Luckily, fellow Norwegian Olefonken found the pictures captivating and set out to produce a fitting soundtrack, much like a composer creating the score for a film, drawing direct inspiration from the imagery. The two types of aesthetic representation compliment each other quite well, sending pleasure tingling down your spine, from neck to asscrack.
”Quaaludes”, the track in question, is atmospheric electronica with an organic sound-palette and delightfully dreamy vocals. It's somewhat reminiscent of Trentemøller's Nordic, electro-noir vibes, but the song actually has a bit of a darker tint than some of Olefonken's earlier stuff.
Olefonken, or Ole Petter Hergum, is a quiet Norwegian, raised in Africa.
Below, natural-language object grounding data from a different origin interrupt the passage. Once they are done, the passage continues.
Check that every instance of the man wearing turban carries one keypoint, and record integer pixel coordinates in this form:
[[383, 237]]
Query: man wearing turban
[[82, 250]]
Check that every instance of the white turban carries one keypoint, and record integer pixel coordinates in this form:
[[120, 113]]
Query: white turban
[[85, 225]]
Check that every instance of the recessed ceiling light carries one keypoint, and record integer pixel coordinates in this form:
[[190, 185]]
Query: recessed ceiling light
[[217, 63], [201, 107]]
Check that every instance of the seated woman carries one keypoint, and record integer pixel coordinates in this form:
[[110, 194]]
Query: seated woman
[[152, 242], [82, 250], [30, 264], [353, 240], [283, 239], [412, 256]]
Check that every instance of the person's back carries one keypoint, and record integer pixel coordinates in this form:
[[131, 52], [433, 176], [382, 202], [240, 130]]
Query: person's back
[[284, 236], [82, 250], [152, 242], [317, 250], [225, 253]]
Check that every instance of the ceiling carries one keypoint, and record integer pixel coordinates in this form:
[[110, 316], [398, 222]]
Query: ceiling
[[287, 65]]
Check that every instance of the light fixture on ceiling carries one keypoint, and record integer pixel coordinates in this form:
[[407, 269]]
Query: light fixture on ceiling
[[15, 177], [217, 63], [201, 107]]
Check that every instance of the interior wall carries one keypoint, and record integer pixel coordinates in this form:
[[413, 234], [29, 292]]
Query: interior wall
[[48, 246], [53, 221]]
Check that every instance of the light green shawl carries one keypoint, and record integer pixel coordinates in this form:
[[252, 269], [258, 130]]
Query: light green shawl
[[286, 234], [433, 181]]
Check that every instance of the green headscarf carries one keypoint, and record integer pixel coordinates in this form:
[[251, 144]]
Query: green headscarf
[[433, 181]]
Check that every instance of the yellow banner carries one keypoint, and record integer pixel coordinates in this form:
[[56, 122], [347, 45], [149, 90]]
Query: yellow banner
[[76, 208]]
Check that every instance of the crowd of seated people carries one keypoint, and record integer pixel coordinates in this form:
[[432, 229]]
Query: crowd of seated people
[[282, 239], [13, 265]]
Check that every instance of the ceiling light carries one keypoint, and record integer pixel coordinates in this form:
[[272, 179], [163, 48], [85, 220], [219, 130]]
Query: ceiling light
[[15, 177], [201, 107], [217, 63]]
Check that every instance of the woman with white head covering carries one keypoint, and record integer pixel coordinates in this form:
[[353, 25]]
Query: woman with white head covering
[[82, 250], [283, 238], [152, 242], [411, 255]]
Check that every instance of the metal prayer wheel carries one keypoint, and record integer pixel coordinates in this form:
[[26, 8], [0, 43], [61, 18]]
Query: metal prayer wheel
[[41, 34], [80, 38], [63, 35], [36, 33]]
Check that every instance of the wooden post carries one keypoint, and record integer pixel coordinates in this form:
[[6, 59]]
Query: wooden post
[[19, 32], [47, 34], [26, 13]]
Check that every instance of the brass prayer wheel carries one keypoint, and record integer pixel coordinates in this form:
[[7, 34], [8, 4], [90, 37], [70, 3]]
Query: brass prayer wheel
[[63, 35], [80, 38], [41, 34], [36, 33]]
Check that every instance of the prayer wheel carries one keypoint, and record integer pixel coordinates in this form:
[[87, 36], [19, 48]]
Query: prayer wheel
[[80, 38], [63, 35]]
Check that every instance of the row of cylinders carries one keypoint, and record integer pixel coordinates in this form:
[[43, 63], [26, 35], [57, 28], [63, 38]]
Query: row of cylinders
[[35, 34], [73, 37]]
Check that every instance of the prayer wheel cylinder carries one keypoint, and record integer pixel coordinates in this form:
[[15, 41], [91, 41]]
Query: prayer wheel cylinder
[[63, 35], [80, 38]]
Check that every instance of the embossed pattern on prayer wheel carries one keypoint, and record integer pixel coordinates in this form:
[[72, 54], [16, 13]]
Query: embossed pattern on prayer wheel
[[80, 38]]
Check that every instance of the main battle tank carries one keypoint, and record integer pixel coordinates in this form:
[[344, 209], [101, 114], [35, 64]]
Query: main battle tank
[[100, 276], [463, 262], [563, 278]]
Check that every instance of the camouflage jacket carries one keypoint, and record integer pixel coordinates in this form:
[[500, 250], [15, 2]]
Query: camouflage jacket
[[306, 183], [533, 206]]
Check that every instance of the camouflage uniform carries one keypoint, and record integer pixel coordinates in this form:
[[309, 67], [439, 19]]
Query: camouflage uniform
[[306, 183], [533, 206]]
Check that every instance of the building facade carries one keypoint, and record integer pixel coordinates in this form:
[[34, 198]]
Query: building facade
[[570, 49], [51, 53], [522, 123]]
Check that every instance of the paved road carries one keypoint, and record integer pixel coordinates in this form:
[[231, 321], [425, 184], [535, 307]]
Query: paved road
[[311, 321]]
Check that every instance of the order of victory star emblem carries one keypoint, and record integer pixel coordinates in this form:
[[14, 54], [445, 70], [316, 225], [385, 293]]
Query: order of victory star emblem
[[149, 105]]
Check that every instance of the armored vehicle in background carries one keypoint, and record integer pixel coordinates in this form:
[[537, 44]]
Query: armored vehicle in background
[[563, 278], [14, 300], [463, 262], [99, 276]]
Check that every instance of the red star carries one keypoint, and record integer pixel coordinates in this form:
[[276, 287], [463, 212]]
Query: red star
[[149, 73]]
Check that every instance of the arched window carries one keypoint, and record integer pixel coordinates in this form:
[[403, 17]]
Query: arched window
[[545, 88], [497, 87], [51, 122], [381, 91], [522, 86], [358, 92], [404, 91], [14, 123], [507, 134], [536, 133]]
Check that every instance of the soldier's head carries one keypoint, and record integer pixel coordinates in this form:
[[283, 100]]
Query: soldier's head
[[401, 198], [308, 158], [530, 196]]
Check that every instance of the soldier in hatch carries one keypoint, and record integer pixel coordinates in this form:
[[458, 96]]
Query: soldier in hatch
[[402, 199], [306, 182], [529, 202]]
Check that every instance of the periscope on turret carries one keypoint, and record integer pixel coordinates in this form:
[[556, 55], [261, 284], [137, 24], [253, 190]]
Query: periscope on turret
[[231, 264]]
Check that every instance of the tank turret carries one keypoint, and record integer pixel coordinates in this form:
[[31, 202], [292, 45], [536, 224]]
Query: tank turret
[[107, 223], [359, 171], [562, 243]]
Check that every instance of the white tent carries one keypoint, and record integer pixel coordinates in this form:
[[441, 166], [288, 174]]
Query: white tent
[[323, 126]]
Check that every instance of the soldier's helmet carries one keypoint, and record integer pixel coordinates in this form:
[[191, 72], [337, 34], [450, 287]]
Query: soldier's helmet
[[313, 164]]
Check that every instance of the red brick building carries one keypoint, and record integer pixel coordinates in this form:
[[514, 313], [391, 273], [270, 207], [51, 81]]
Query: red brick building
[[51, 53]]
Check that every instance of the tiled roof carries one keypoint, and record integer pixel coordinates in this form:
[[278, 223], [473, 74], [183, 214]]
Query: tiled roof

The scorching sun of his childhood seems imprinted in his music, with the influence of the Norwegian crags jutting through at times. But despite the unmistakable warmth of his tracks, there's a Scandinavian melancholy somewhere deep in the mix. He has deservedly been compared to Todd Terje, and his laid-back tunes definitely have some of the same post-disco elements, but with a less frisky and more immersive approach.
After watching "Quaaludes" a good five or six times, and hurriedly adding it to whatever summertime playlist you're currently rolling with, I highly recommend you check out his Terabyte Transfer set live from some warehouse in Tokyo. It is a trip that takes you through soulful 90's house, 21st century disco and vocoders that sound like something off of Random Access Memories, and it's damn good.